Searchable abstracts of presentations at key conferences in endocrinology
Endocrine Abstracts (2010) 22 S17.3

Genetic basis of infertility: clinical studies and clinical models

Genetics of Kallmann syndrome

Catherine Dodé & Jean-Pierre Hardelin


Paris-Descartes University, Paris, France.

Kallmann syndrome (KS) typically combines severe congenital hypogonadotropic hypogonadism (HH) with anosmia. The degree of the hypogonadism and that of the smell deficiency can, however, vary significantly, not only between unrelated patients, but also within affected families. Some patients may also have non-reproductive, non-olfactory additional anomalies. Five causal genes have been identified to date, namely, KAL1, FGFR1, FGF8, PROKR2, and PROK2. Mutations (mainly nonsense or frameshift mutations) in KAL1 encoding the extracellular glycoprotein anosmin-1, underlie the X chromosome-linked form, which accounts for roughly 8% of all KS cases. Loss-of-function mutations (mainly missense mutations) in FGFR1 or FGF8 encoding fibroblast growth factor receptor-1 and fibroblast growth factor-8, respectively, underlie an autosomal dominant form with incomplete penetrance, which accounts for ~10% of KS cases. Notably, as many as 30% of the FGFR1 mutations found in the patients could be de novo mutations. Finally, putative loss-of-function mutations in PROKR2 and PROK2, encoding prokineticin receptor-2 and prokineticin-2, respectively, have been detected in ~9% of the KS patients.
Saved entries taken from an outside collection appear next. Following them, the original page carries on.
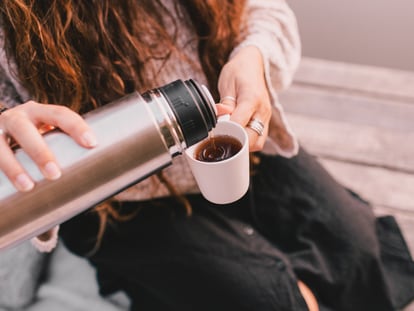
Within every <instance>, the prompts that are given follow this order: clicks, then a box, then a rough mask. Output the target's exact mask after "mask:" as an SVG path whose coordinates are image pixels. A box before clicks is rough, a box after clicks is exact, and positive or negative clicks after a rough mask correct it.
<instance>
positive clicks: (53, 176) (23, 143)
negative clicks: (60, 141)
mask: <svg viewBox="0 0 414 311" xmlns="http://www.w3.org/2000/svg"><path fill="white" fill-rule="evenodd" d="M8 122H12V124H13V125H12V126H11V127H9V128H8V132H9V133H10V135H11V136H13V138H14V140H15V141H16V142H17V143H18V144H19V145H20V147H21V148H22V149H24V150H25V152H26V153H27V155H28V156H29V157H30V158H31V159H32V160H33V162H35V163H36V165H37V166H38V167H39V169H40V171H41V172H42V174H43V175H44V176H45V177H46V178H47V179H51V180H54V179H58V178H59V177H60V176H61V171H60V169H59V166H58V164H57V163H56V159H55V157H54V155H53V154H52V152H51V151H50V149H49V147H48V146H47V144H46V142H45V140H44V139H43V137H42V135H41V134H40V133H39V131H38V129H37V127H36V126H35V125H34V124H33V123H32V122H31V121H30V120H28V119H26V118H24V117H19V115H16V117H10V118H9V119H8ZM6 124H7V123H6Z"/></svg>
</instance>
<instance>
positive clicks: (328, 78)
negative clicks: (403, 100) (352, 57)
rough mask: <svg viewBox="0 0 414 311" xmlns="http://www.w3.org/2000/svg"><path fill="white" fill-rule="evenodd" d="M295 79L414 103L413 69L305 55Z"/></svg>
mask: <svg viewBox="0 0 414 311" xmlns="http://www.w3.org/2000/svg"><path fill="white" fill-rule="evenodd" d="M295 81H296V82H297V83H300V84H311V85H319V86H324V87H327V88H336V89H338V90H340V89H347V90H348V91H351V90H353V91H354V92H356V93H365V94H369V95H370V96H377V97H382V98H390V99H394V100H397V101H398V100H408V101H410V102H412V103H414V88H413V85H414V72H411V71H403V70H395V69H388V68H379V67H372V66H363V65H356V64H350V63H341V62H333V61H329V60H322V59H315V58H309V57H304V58H303V59H302V62H301V65H300V67H299V70H298V72H297V74H296V76H295Z"/></svg>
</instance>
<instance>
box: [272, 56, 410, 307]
mask: <svg viewBox="0 0 414 311" xmlns="http://www.w3.org/2000/svg"><path fill="white" fill-rule="evenodd" d="M280 101H281V104H282V106H283V107H284V109H285V111H286V113H287V115H288V119H289V121H290V123H291V126H292V128H293V130H294V131H295V132H296V134H297V136H298V138H299V140H300V142H301V144H302V145H303V146H304V147H305V148H306V149H307V150H308V151H310V152H311V153H313V154H314V155H316V156H317V157H318V158H319V160H320V161H321V163H322V164H323V165H324V166H325V167H326V169H327V170H328V171H329V172H330V173H331V174H332V175H333V176H334V177H335V178H336V179H337V180H338V181H339V182H341V183H342V184H344V185H345V186H347V187H349V188H350V189H352V190H354V191H355V192H357V193H359V194H360V195H361V196H362V197H363V198H365V199H367V200H369V201H370V202H372V204H373V205H374V209H375V212H376V213H377V214H378V215H381V214H388V215H389V214H391V215H394V216H395V217H396V219H397V221H398V222H399V224H400V225H401V228H402V231H403V234H404V236H405V238H406V240H407V244H408V246H409V248H410V251H411V253H412V254H413V251H414V72H409V71H400V70H393V69H387V68H378V67H370V66H363V65H356V64H347V63H340V62H332V61H326V60H320V59H313V58H304V59H303V61H302V63H301V66H300V68H299V71H298V72H297V74H296V76H295V80H294V82H293V85H292V86H291V87H290V88H289V89H288V90H287V91H285V92H283V93H282V94H280ZM405 310H406V311H409V310H411V311H413V310H414V305H413V304H412V305H410V306H409V307H407V308H406V309H405Z"/></svg>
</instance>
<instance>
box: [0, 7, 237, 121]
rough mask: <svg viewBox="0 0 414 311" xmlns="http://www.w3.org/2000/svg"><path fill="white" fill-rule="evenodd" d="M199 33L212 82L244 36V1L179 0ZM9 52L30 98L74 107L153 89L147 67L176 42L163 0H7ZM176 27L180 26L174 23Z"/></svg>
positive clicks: (147, 68) (4, 26) (199, 49)
mask: <svg viewBox="0 0 414 311" xmlns="http://www.w3.org/2000/svg"><path fill="white" fill-rule="evenodd" d="M180 8H184V9H185V10H186V12H187V13H188V16H189V17H190V19H191V20H189V21H188V23H189V26H190V27H193V29H194V30H195V32H196V34H197V35H198V38H199V41H198V53H199V57H200V60H201V65H202V68H203V70H204V72H205V74H206V75H207V77H208V81H209V87H210V88H211V90H212V92H213V93H214V94H216V95H217V90H216V84H217V77H218V74H219V71H220V69H221V67H222V66H223V65H224V63H225V62H226V60H227V58H228V56H229V53H230V52H231V50H232V48H233V47H234V45H235V44H236V43H237V40H238V39H239V32H240V28H241V20H242V13H243V8H244V1H240V0H209V1H205V0H177V1H176V3H175V9H176V10H179V9H180ZM0 14H1V18H2V24H3V25H2V26H3V28H4V31H5V34H6V52H7V54H8V56H10V57H12V58H13V59H14V61H15V62H16V64H17V72H16V73H15V74H16V75H17V76H18V78H19V80H20V81H21V82H22V83H23V85H24V86H25V87H26V89H27V90H28V91H29V92H30V94H31V95H32V96H33V99H35V100H37V101H39V102H44V103H59V104H63V105H66V106H69V107H71V108H72V109H73V110H75V111H77V112H81V113H83V112H86V111H88V110H91V109H93V108H95V107H97V106H100V105H104V104H105V103H108V102H110V101H112V100H114V99H116V98H119V97H120V96H122V95H124V94H125V93H128V92H131V91H133V90H138V91H143V90H146V89H149V88H152V87H154V85H153V84H154V83H153V81H148V78H147V77H148V76H155V75H156V73H154V74H152V75H149V74H148V72H147V71H146V70H147V69H148V68H146V67H145V64H146V63H147V62H148V60H150V59H167V58H168V56H169V54H170V53H171V51H172V50H173V49H174V47H175V40H176V38H175V37H174V36H171V35H169V33H168V32H167V29H166V27H165V25H164V21H165V19H164V17H165V16H169V17H170V18H171V13H170V12H169V11H168V9H167V8H166V7H165V6H164V5H163V4H162V1H160V0H139V1H138V0H124V1H113V0H89V1H82V0H42V1H37V0H2V4H0ZM175 26H176V25H175Z"/></svg>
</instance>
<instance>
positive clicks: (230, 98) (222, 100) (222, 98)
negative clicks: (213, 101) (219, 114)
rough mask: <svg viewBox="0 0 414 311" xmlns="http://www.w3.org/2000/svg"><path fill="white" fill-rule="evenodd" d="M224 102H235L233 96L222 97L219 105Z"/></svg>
mask: <svg viewBox="0 0 414 311" xmlns="http://www.w3.org/2000/svg"><path fill="white" fill-rule="evenodd" d="M225 100H228V101H232V102H236V98H235V97H234V96H229V95H228V96H224V97H222V98H220V103H221V104H222V103H223V102H224V101H225Z"/></svg>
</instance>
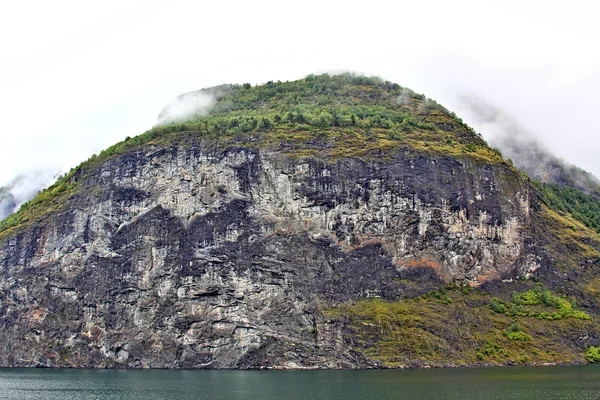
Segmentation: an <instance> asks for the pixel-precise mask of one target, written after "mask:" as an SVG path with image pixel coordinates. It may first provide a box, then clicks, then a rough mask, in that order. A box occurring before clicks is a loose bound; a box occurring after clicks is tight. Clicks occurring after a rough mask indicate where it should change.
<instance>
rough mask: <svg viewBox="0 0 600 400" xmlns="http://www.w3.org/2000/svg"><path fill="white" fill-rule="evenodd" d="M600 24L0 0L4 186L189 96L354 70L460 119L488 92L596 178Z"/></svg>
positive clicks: (281, 5) (564, 10) (462, 14)
mask: <svg viewBox="0 0 600 400" xmlns="http://www.w3.org/2000/svg"><path fill="white" fill-rule="evenodd" d="M90 4H93V5H90ZM555 4H557V5H555ZM558 4H560V6H559V5H558ZM599 26H600V24H598V23H597V13H596V8H595V7H594V2H593V1H569V2H548V1H544V2H542V1H540V2H537V1H525V0H521V1H501V2H489V1H485V2H484V1H473V2H470V1H440V2H426V1H410V2H402V1H368V2H364V1H363V2H352V1H343V2H342V1H340V2H327V1H324V0H321V1H302V2H293V3H289V2H265V1H223V0H221V1H211V2H198V1H177V0H170V1H160V2H156V1H148V0H146V1H126V0H118V1H114V0H103V1H96V2H94V3H92V2H86V1H67V0H54V1H51V2H48V1H37V0H32V1H22V2H17V1H12V2H3V3H2V5H1V6H0V38H2V39H1V41H0V45H1V47H0V113H1V114H0V115H1V117H2V119H3V121H2V125H1V126H0V139H1V140H0V163H1V164H0V166H1V168H0V185H2V184H4V183H6V182H7V181H9V180H10V179H11V178H13V177H14V176H16V175H17V174H19V173H23V172H27V171H31V170H39V169H45V170H48V169H56V170H59V169H60V170H62V172H65V171H68V170H69V169H70V168H71V167H73V166H75V165H77V164H78V163H80V162H81V161H83V160H85V159H87V158H88V157H90V156H91V155H92V154H94V153H97V152H99V151H100V150H102V149H103V148H105V147H108V146H110V145H111V144H114V143H115V142H117V141H119V140H122V139H123V138H124V137H125V136H134V135H137V134H140V133H142V132H144V131H145V130H147V129H149V128H151V127H152V126H153V125H154V124H155V123H156V117H157V115H158V113H159V111H160V109H161V108H162V107H163V105H165V104H166V103H168V102H169V101H171V100H172V99H173V98H174V97H175V96H177V95H178V94H181V93H184V92H188V91H191V90H196V89H200V88H203V87H208V86H214V85H218V84H221V83H244V82H250V83H253V84H256V83H263V82H266V81H268V80H282V81H284V80H293V79H298V78H301V77H303V76H305V75H307V74H309V73H317V72H329V71H345V70H350V71H356V72H361V73H365V74H368V75H378V76H381V77H383V78H385V79H388V80H391V81H394V82H396V83H399V84H400V85H403V86H407V87H410V88H411V89H413V90H415V91H417V92H420V93H425V94H426V95H427V96H429V97H432V98H434V99H436V100H438V101H439V102H441V103H442V104H444V105H445V106H447V107H448V108H450V109H453V110H455V111H457V112H458V113H459V114H460V109H461V104H460V103H459V102H458V101H457V98H459V97H460V96H462V95H465V94H466V95H475V96H477V97H479V98H482V99H485V101H487V102H488V103H491V104H494V105H495V106H497V107H500V108H501V109H503V110H504V111H505V112H506V113H507V114H509V115H510V116H511V117H512V118H514V119H515V120H517V121H518V122H519V123H520V124H521V125H522V126H523V127H525V128H526V129H527V130H528V131H530V132H531V133H532V134H534V135H536V136H537V137H539V138H541V140H542V141H543V142H544V143H545V144H546V145H547V146H548V147H549V148H550V149H551V150H552V151H554V152H555V153H556V154H557V155H559V156H560V157H563V158H565V159H567V160H568V161H571V162H573V163H576V164H577V165H579V166H581V167H583V168H585V169H587V170H589V171H591V172H593V173H595V174H596V175H599V176H600V157H598V149H599V146H598V145H599V142H600V125H599V124H598V123H597V122H596V118H594V117H596V115H597V114H598V110H599V109H600V100H598V97H597V93H598V92H599V90H600V51H598V44H597V41H598V39H599V38H600V29H599ZM465 117H466V118H465V120H467V122H469V123H471V124H472V125H474V126H475V128H478V126H477V125H478V123H477V121H476V120H469V116H467V115H465ZM481 133H482V134H483V135H484V137H486V136H487V137H488V138H489V135H490V134H491V133H486V132H485V131H482V132H481Z"/></svg>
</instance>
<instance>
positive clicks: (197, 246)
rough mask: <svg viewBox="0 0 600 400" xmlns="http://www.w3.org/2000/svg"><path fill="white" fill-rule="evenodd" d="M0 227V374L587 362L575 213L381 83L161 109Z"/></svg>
mask: <svg viewBox="0 0 600 400" xmlns="http://www.w3.org/2000/svg"><path fill="white" fill-rule="evenodd" d="M159 120H160V121H161V123H160V125H158V126H156V127H154V128H153V129H151V130H149V131H147V132H145V133H143V134H141V135H139V136H135V137H131V138H127V139H126V140H124V141H122V142H120V143H118V144H116V145H114V146H112V147H110V148H108V149H106V150H104V151H103V152H101V153H100V154H98V155H94V156H93V157H91V158H90V159H89V160H87V161H86V162H84V163H82V164H81V165H80V166H78V167H76V168H74V169H72V170H71V171H70V172H69V173H67V174H65V175H64V176H62V177H61V178H60V179H59V180H58V181H57V182H56V183H55V184H54V185H53V186H51V187H50V188H48V189H46V190H44V191H42V192H41V193H40V194H39V195H38V196H37V197H35V198H34V199H33V200H31V201H29V202H28V203H26V204H25V205H24V206H23V207H22V208H21V209H20V210H19V212H17V213H15V214H13V215H11V216H9V217H8V218H6V219H5V220H3V221H2V222H0V268H1V269H0V273H1V274H2V276H3V277H4V278H3V280H2V281H1V283H0V343H3V346H4V348H3V352H1V353H0V354H1V355H0V365H3V366H34V365H38V366H72V367H115V368H142V367H144V368H145V367H155V368H262V367H269V368H374V367H421V366H431V365H441V366H449V365H463V366H464V365H490V364H491V365H499V364H502V365H505V364H531V363H535V364H542V363H561V362H585V361H589V362H595V361H598V351H599V348H598V346H600V327H599V325H598V316H599V310H600V278H598V276H600V275H599V273H600V235H599V234H598V228H599V225H598V224H599V222H598V210H599V209H600V207H599V204H598V202H597V200H596V198H595V197H594V196H593V195H589V194H588V195H586V194H584V193H582V192H579V191H578V190H577V189H575V188H571V187H567V186H560V185H552V184H543V183H536V182H532V181H530V179H529V178H528V177H527V176H526V175H525V174H523V173H522V172H519V171H517V170H516V169H515V168H514V166H513V165H512V163H511V162H510V161H509V160H504V159H503V158H502V155H501V152H500V151H499V150H496V149H493V148H491V147H489V146H488V145H487V143H486V142H485V141H484V140H483V139H482V137H481V136H480V135H479V134H477V133H476V132H475V131H474V130H473V129H471V128H470V127H469V126H467V125H466V124H465V123H463V121H462V120H461V119H460V118H459V117H457V116H456V115H455V114H454V113H452V112H451V111H449V110H447V109H445V108H444V107H443V106H441V105H439V104H437V103H436V102H435V101H433V100H431V99H429V98H427V97H426V96H424V95H421V94H417V93H415V92H413V91H412V90H410V89H407V88H403V87H401V86H399V85H397V84H395V83H391V82H387V81H384V80H381V79H378V78H368V77H362V76H354V75H351V74H344V75H336V76H329V75H318V76H314V75H310V76H307V77H306V78H305V79H301V80H298V81H293V82H268V83H266V84H264V85H259V86H252V85H249V84H244V85H222V86H218V87H214V88H209V89H204V90H201V91H197V92H190V93H187V94H184V95H182V96H180V97H179V98H178V99H177V100H176V101H175V102H174V103H173V104H170V105H168V106H167V107H165V109H164V110H163V111H162V112H161V114H160V115H159Z"/></svg>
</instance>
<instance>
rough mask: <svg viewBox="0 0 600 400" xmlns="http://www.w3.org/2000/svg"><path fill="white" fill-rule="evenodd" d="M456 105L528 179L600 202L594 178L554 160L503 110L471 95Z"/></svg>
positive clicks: (532, 137) (556, 160)
mask: <svg viewBox="0 0 600 400" xmlns="http://www.w3.org/2000/svg"><path fill="white" fill-rule="evenodd" d="M458 102H459V104H460V105H461V106H462V108H464V111H465V112H466V113H467V114H468V115H469V118H470V119H471V120H473V121H475V122H476V123H477V124H478V125H479V126H480V127H481V128H482V129H485V130H486V131H490V132H489V133H490V134H491V135H490V136H491V139H490V142H491V144H492V145H493V146H496V147H497V148H499V149H500V150H502V154H503V155H504V156H505V157H507V158H510V159H511V160H512V161H513V162H514V165H515V166H516V167H517V168H518V169H519V170H521V171H523V172H525V173H526V174H527V176H529V177H530V178H532V179H534V180H536V181H539V182H543V183H548V184H552V185H560V186H568V187H572V188H575V189H577V190H578V191H581V192H584V193H585V194H586V195H591V196H593V197H595V198H596V199H600V180H598V178H597V177H595V176H594V175H593V174H591V173H589V172H587V171H584V170H583V169H581V168H578V167H577V166H575V165H572V164H570V163H568V162H566V161H564V160H562V159H560V158H559V157H557V156H555V155H554V154H553V153H552V152H551V151H550V150H549V149H548V148H546V146H544V144H543V143H541V142H540V140H539V139H537V138H535V137H534V136H532V135H531V134H530V133H529V132H528V131H527V130H526V129H524V128H523V127H522V126H520V125H519V123H517V122H516V121H515V120H513V119H512V118H511V117H510V116H509V115H507V114H506V113H505V112H504V111H503V110H501V109H500V108H498V107H496V106H494V105H492V104H490V103H488V102H487V101H486V100H484V99H482V98H480V97H477V96H473V95H471V96H467V95H462V96H460V97H459V98H458Z"/></svg>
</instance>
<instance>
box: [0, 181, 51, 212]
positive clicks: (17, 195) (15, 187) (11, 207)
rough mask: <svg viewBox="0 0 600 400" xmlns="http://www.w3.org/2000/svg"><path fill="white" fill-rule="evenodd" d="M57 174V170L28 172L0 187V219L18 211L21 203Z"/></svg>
mask: <svg viewBox="0 0 600 400" xmlns="http://www.w3.org/2000/svg"><path fill="white" fill-rule="evenodd" d="M58 176H59V173H58V172H57V171H54V172H53V171H34V172H28V173H24V174H21V175H19V176H17V177H16V178H14V179H13V180H12V181H10V182H9V183H8V184H6V185H5V186H2V187H0V220H3V219H4V218H6V217H8V216H9V215H10V214H12V213H14V212H16V211H18V210H19V208H20V207H21V206H22V205H23V203H25V202H27V201H29V200H31V199H32V198H33V197H34V196H35V195H36V194H37V193H38V192H39V191H40V190H42V189H44V188H46V187H48V186H49V185H50V184H52V183H53V182H54V181H55V180H56V178H58Z"/></svg>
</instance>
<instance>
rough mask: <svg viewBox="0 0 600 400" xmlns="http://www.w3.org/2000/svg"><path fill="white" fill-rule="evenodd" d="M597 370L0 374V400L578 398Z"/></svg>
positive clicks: (289, 371) (485, 370)
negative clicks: (32, 399) (117, 399)
mask: <svg viewBox="0 0 600 400" xmlns="http://www.w3.org/2000/svg"><path fill="white" fill-rule="evenodd" d="M599 397H600V366H597V365H586V366H568V367H566V366H560V367H509V368H482V369H471V368H467V369H436V370H374V371H168V370H149V371H148V370H146V371H140V370H135V371H131V370H130V371H124V370H64V369H63V370H61V369H0V399H19V400H20V399H27V400H29V399H48V400H53V399H61V400H74V399H83V400H87V399H94V400H113V399H115V400H116V399H122V400H138V399H140V400H142V399H144V400H152V399H177V400H184V399H200V400H204V399H207V400H208V399H210V400H253V399H261V400H282V399H289V400H296V399H301V400H311V399H320V400H328V399H349V400H352V399H357V400H358V399H360V400H391V399H394V400H399V399H411V400H414V399H461V400H468V399H477V400H487V399H490V400H491V399H521V400H529V399H531V400H533V399H535V400H539V399H561V400H568V399H577V400H592V399H598V398H599Z"/></svg>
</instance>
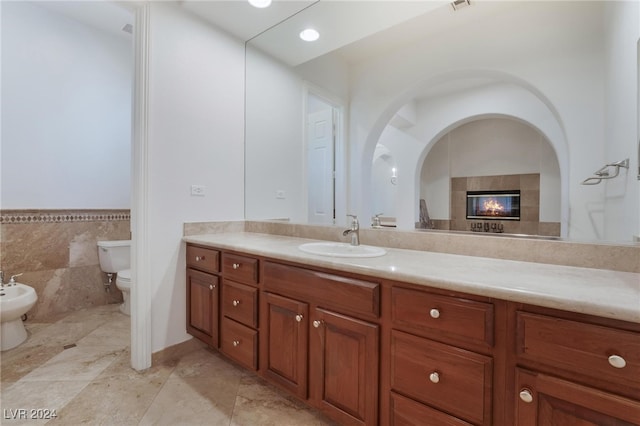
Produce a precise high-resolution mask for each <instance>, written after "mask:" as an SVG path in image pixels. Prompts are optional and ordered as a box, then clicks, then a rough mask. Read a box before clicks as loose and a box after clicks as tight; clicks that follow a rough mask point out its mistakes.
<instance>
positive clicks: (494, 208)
mask: <svg viewBox="0 0 640 426" xmlns="http://www.w3.org/2000/svg"><path fill="white" fill-rule="evenodd" d="M483 207H484V211H485V212H487V213H489V214H491V215H494V216H497V215H498V214H499V213H500V212H503V211H504V206H503V205H502V204H500V203H499V202H498V201H497V200H496V199H495V198H489V199H488V200H485V201H484V204H483Z"/></svg>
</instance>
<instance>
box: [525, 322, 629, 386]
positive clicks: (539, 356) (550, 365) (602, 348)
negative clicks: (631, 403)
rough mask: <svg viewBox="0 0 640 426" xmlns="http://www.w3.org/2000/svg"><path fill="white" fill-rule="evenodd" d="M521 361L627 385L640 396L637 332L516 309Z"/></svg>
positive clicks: (597, 378) (601, 379)
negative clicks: (585, 322)
mask: <svg viewBox="0 0 640 426" xmlns="http://www.w3.org/2000/svg"><path fill="white" fill-rule="evenodd" d="M516 315H517V345H516V350H517V354H518V357H519V359H520V360H523V361H533V362H537V363H541V364H546V365H548V366H550V367H553V368H554V369H558V368H559V369H562V370H566V371H571V372H575V373H579V374H582V375H586V376H590V377H593V378H595V379H598V380H604V381H608V382H615V383H620V384H623V385H629V386H631V387H632V388H634V389H637V390H638V394H637V397H640V385H639V384H638V377H640V333H634V332H631V331H624V330H618V329H615V328H610V327H604V326H600V325H594V324H588V323H583V322H577V321H571V320H567V319H563V318H556V317H552V316H547V315H539V314H532V313H527V312H522V311H518V312H517V314H516Z"/></svg>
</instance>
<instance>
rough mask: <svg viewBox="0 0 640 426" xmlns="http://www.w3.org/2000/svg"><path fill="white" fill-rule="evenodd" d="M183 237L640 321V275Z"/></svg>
mask: <svg viewBox="0 0 640 426" xmlns="http://www.w3.org/2000/svg"><path fill="white" fill-rule="evenodd" d="M183 240H184V241H186V242H190V243H195V244H203V245H209V246H215V247H218V248H221V249H228V250H237V251H241V252H246V253H250V254H254V255H259V256H265V257H270V258H274V259H282V260H288V261H292V262H298V263H301V264H305V265H310V266H320V267H325V268H330V269H334V270H337V271H345V272H353V273H358V274H364V275H370V276H374V277H381V278H387V279H391V280H396V281H404V282H409V283H413V284H422V285H428V286H431V287H434V288H442V289H448V290H455V291H460V292H464V293H469V294H475V295H481V296H487V297H493V298H498V299H503V300H509V301H513V302H522V303H529V304H533V305H539V306H544V307H548V308H556V309H562V310H566V311H571V312H579V313H585V314H591V315H597V316H601V317H605V318H613V319H619V320H625V321H632V322H636V323H640V274H637V273H631V272H618V271H610V270H604V269H591V268H577V267H572V266H558V265H548V264H543V263H532V262H517V261H511V260H499V259H490V258H483V257H472V256H461V255H454V254H443V253H434V252H427V251H417V250H403V249H395V248H387V247H385V249H386V250H387V254H386V255H384V256H381V257H373V258H337V257H327V256H320V255H313V254H307V253H304V252H302V251H300V250H299V249H298V246H299V245H300V244H303V243H307V242H312V241H316V240H310V239H305V238H295V237H285V236H280V235H270V234H258V233H249V232H240V233H221V234H205V235H192V236H187V237H184V238H183Z"/></svg>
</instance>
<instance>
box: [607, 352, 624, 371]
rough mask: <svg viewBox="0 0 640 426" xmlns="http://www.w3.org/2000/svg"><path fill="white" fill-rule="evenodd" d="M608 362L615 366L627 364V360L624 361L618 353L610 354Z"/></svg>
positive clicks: (615, 367)
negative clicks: (626, 360) (610, 355)
mask: <svg viewBox="0 0 640 426" xmlns="http://www.w3.org/2000/svg"><path fill="white" fill-rule="evenodd" d="M609 364H611V366H612V367H615V368H624V367H626V366H627V361H625V359H624V358H622V357H621V356H620V355H611V356H610V357H609Z"/></svg>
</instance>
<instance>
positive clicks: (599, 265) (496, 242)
mask: <svg viewBox="0 0 640 426" xmlns="http://www.w3.org/2000/svg"><path fill="white" fill-rule="evenodd" d="M183 231H184V235H185V236H189V235H200V234H213V233H220V232H242V231H244V232H257V233H263V234H272V235H284V236H289V237H299V238H311V239H317V240H328V241H346V240H345V237H343V236H342V231H343V229H342V228H339V227H335V226H321V225H303V224H293V223H288V222H282V221H246V222H198V223H185V224H184V230H183ZM360 243H361V244H368V245H375V246H384V247H393V248H401V249H409V250H423V251H432V252H438V253H450V254H460V255H466V256H478V257H489V258H494V259H504V260H518V261H525V262H536V263H547V264H553V265H565V266H576V267H581V268H596V269H609V270H613V271H621V272H636V273H640V245H616V244H604V243H602V244H601V243H584V242H574V241H552V240H545V239H540V238H536V239H530V238H517V237H509V236H506V235H490V234H489V235H485V234H482V235H476V234H471V233H469V234H467V233H451V232H442V231H398V230H390V229H361V230H360Z"/></svg>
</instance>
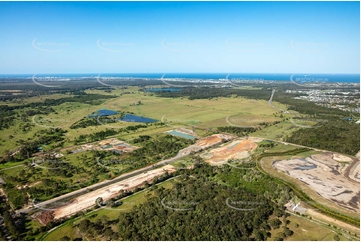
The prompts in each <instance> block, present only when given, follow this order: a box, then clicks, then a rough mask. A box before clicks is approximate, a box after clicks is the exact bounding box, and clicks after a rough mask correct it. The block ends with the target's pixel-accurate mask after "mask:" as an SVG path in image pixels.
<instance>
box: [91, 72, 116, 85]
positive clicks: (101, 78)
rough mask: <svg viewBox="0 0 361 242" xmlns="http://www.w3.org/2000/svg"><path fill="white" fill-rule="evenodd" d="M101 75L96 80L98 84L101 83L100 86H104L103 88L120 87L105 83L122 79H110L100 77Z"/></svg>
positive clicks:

Most of these mutations are missense mutations, and many are also present in apparently unaffected individuals, thus initially raising questions regarding their pathogenic role in the disease. For most of these mutations, however, deleterious effects on prokineticin-signalling have been shown. The finding of both heterozygous and homozygous unrelated patients for given PROKR2 and PROK2 mutations is quite remarkable, and raises the question of a possible digenic or oligogenic mode of inheritance in heterozygous patients. Digenic inheritance has indeed been shown in a few patients who carry missense mutations both in PROKR2 and PROK2, KAL1, FGFR1, or genes responsible for normosmic HH such as GNRHR and KISS1R. Most patients heterozygous for PROKR2 or PROK2 mutations, however, are expected to carry additional mutations in as-yet-undiscovered KS genes. Indeed, mutations in the genes identified so far have been found in <30% of all KS patients, indicating that other disease genes remain to be discovered.